Research Projects
Active research directions and past work.
I am now interested in spatial understanding for VLMs — improving the spatial representation for VLMs and efficient VLMs, building on our prior work on context-aware object recognition and closed-form adaptation (Koo-Fu CLIP).
The aim is complete validation set reannotation — an ongoing, soon to be published project. Building on our analysis of ImageNet flaws and VLM-based recognition methods.
Investigating reinforcement learning for learned memory control in the Segment Anything Model 2 (SAM2), with the goal of improving long-form video object segmentation by dynamically managing the memory bank.

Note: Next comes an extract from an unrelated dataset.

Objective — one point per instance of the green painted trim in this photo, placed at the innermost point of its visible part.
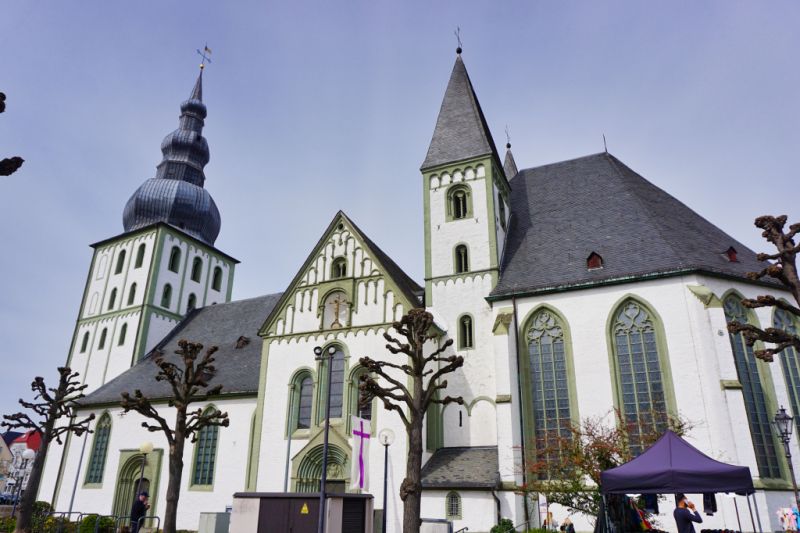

Creating large-scale multi-modal datasets and challenges for fine-grained visual categorization of fungi and other species. Co-organized the FungiCLEF competition, the FGVC @ CVPR 2025 workshop edition, and contributed to the broader LifeCLEF benchmarking ecosystem.

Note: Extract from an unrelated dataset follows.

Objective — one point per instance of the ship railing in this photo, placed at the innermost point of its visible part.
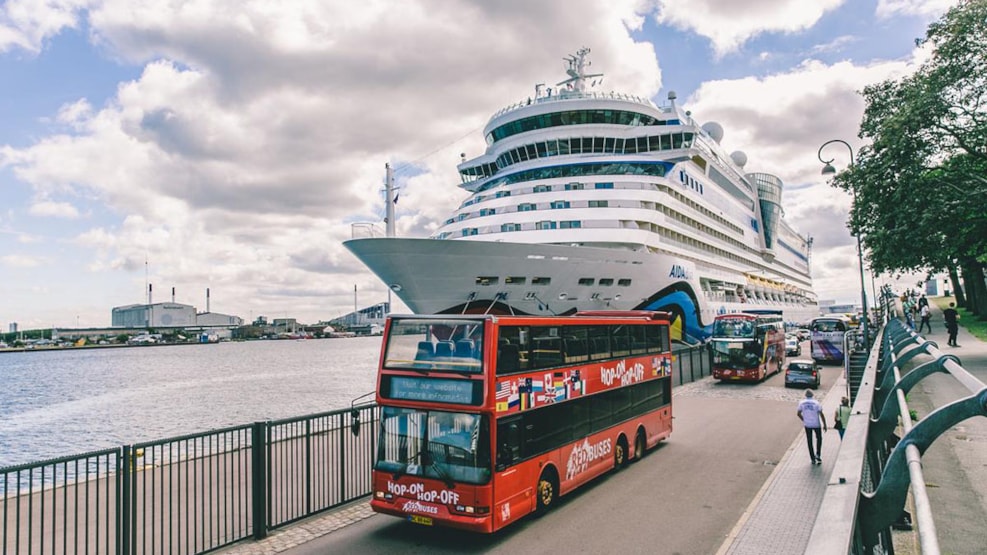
(572, 95)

Methods for adapting segmentation models at test time using only a single image, without access to training data or labels. Work done in collaboration with Chaim Baskin and Alex Bronstein (Technion).
Leveraging model explainability and foundation models to bootstrap labeling for visual inspection of bridges and buildings. Research internship at IBM Research Zurich.
Exploring real-world and synthetic data sources for training robust scene text detection and recognition models. Research visit to the Computer Vision Centre (CVC) at UAB, Barcelona.